Advertisement
Advertisement

Social stability seems rocky in much-vaunted boom times

CHINA IS 'BOOMING', as everyone says, in more ways than one. That atrocious and over-used word is typically used when comparing the mainland's economy to that of its struggling regional neighbours, or when waxing poetic about the post-World Trade Organisation riches supposedly awaiting Hong Kong and foreign investors.

But it applies just as well to China's polity in a pejorative sense, as evidenced early on Friday morning when not just one or two - but 22 - bombs went off in the western Guangdong port city of Zhanjiang and Jiangmen in the Pearl River Delta.

One failed to detonate, but the others exploded within 20 minutes of each other.

According to the official version, one man - Lin Guojian, 39, was responsible for the bombings, and the explosions were not massive.

No buildings came tumbling down, and in most photos the damage looked to be little more than a few blown-out windows or doors.

But they did kill five people - conveniently including the alleged perpetrator - and injured seven more.

And, when viewed up-close, the damage at some of the bomb sites was greater than expected.

Where Mr Lin supposedly blew himself up, for example, the force of the blast shattered windows as far as 100 metres away and ripped apart air conditioners and telephone switch boxes as if they were aluminum cans.

One can only imagine what it did to Mr Lin himself, whose remains were identified after DNA analysis.

The point of rehashing all this is not just to generate copy for a journalist whose original column subject - along with his planned weekend Christmas shopping trip to Hong Kong - was blown apart by Friday's developments.

Rather it is to remind readers how easy it is to exaggerate China's much-vaunted 'social stability', even when evidence of its real instability repeatedly confronts you.
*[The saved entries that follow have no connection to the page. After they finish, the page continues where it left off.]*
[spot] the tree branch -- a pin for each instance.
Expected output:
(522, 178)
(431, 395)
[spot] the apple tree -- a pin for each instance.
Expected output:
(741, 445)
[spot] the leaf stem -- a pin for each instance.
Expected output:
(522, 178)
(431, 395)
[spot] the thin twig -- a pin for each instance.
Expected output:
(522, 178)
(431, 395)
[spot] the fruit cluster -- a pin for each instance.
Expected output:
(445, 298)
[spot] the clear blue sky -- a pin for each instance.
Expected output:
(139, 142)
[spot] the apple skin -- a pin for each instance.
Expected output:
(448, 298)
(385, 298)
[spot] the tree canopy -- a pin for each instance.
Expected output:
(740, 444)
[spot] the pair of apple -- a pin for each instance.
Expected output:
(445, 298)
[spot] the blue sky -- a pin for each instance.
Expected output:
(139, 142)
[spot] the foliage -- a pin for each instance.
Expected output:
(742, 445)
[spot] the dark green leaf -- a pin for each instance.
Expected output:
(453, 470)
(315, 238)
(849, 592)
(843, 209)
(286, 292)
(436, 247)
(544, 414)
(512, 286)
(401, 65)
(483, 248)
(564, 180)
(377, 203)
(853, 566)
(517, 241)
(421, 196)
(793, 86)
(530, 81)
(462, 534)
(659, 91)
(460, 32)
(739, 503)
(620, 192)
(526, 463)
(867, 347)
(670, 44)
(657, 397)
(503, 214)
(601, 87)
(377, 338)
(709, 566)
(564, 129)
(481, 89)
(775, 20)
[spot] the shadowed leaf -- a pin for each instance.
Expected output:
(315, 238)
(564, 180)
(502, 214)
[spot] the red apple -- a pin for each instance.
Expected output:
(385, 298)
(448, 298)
This has been the year of the angry lone male on the mainland. In March an elementary school explosion that killed 43 children and teachers in Jiangxi was blamed, literally, on the village idiot.
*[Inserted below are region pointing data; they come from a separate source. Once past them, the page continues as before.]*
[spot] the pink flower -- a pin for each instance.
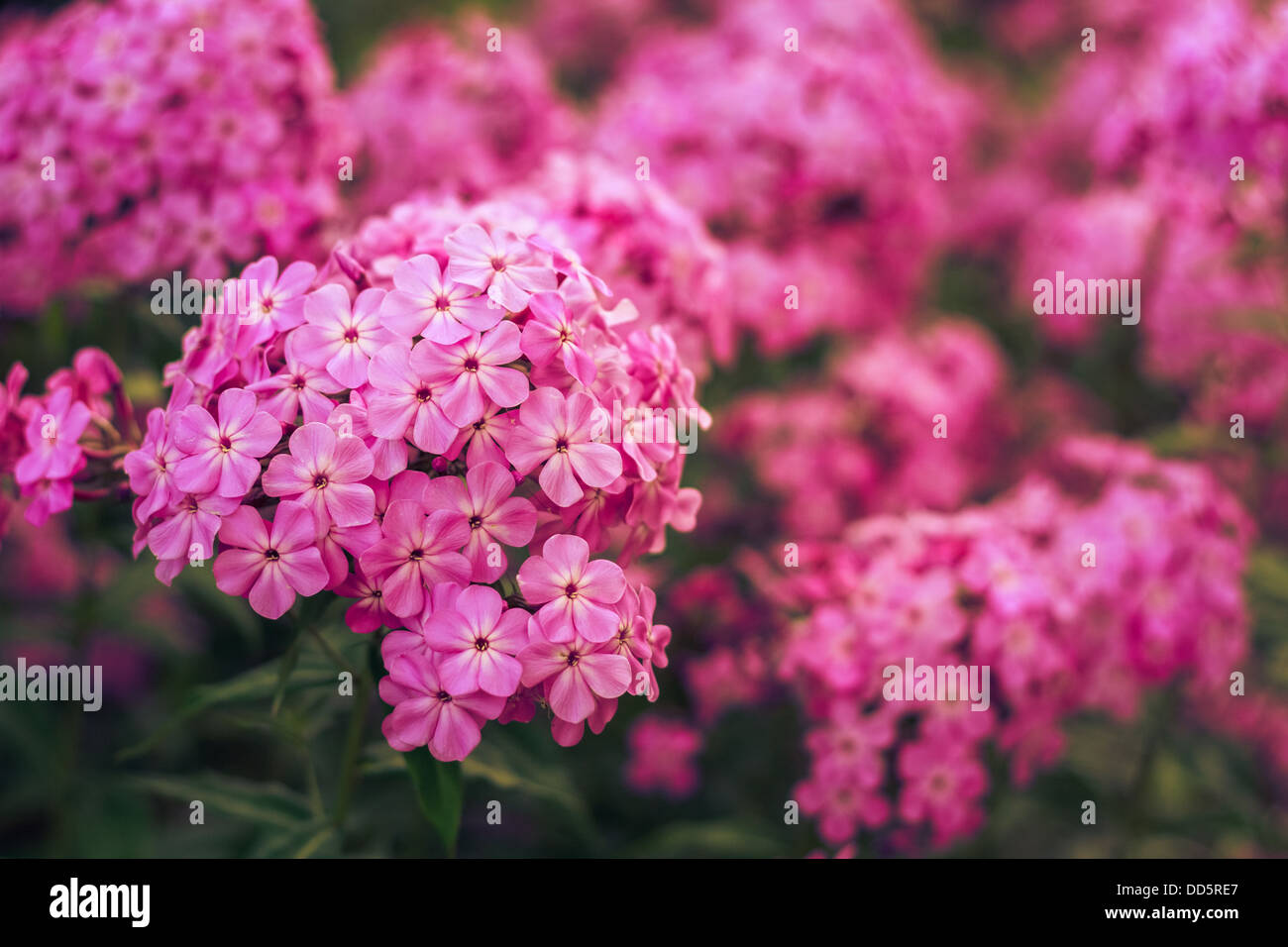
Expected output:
(501, 263)
(325, 474)
(275, 303)
(151, 468)
(223, 457)
(579, 594)
(425, 304)
(403, 401)
(297, 388)
(53, 453)
(557, 431)
(578, 672)
(269, 562)
(477, 642)
(550, 333)
(429, 712)
(473, 373)
(340, 337)
(417, 552)
(484, 501)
Weeks later, another lone bomber was proffered up as the culprit for a series of blasts that killed 108 people in Hebei's provincial capital, Shijiazhuang. So far this year, the death toll from 12 suspected criminal explosions on the mainland stands at 226.

In most of these cases, a similar and telling pattern emerged, and it was repeated again during the weekend in Zhanjiang.

First the foreign media or a brave local newspaper gets wind of the fact that there has been an explosion and puts out a report, which is usually fragmentary.

On Friday evening, for example, Reuters said there had been at least 13 explosions in Zhanjiang.

The Beijing Evening News subsequently published news of the explosions in Jiangmen. But while it was noted they occurred at about the same time as the Zhanjiang ones, there was no concrete evidence connecting the explosions in the two cities.

The Chinese Government was then forced to confirm the event through its Xinhua News Agency, which put out a bare-bones statement acknowledging only 'several minor explosions' and two deaths in Zhanjiang. Beyond that there was silence.

As a result, for two full days Zhanjiang residents learned of a major local story not from their own newspapers, but by word of mouth.

Taxi drivers appear to have been leading disseminators. A number of drivers said they learned of the explosions from passengers who lived near one of the blast sites and in turn passed the news on to other passengers.

Finally, on Saturday evening the Guangdong Public Security Bureau trotted out its official - and final - version of events, which held the dead Mr Lin and a minor accomplice in Jiangmen responsible for all 22 bomb attacks.

The bureau's statement was then regurgitated in the mainland press the next day. Case closed.

Or is it? While there is no evidence of a government cover-up, legitimate questions were left unanswered.

For example, Guangdong security officials said the explosions in Zhanjiang were motivated by commercial disputes, but they did not say what line of business Mr Lin had been in or for whom he had worked.

And how exactly could one man carry out so many attacks in such a short period of time, especially when - according to a police timetable - five of the explosions occurred after the blast that killed Mr Lin?

Chances are the Guangdong Public Security Bureau has plausible answers to such questions. But, because the authorities want it to appear that China is back to its normal 'politically stable' self, you will not be hearing them soon.

Indeed, the same pattern - explosion, silence, incomplete official explanation, silence - is being repeated in the McDonald's bombing case in Xian.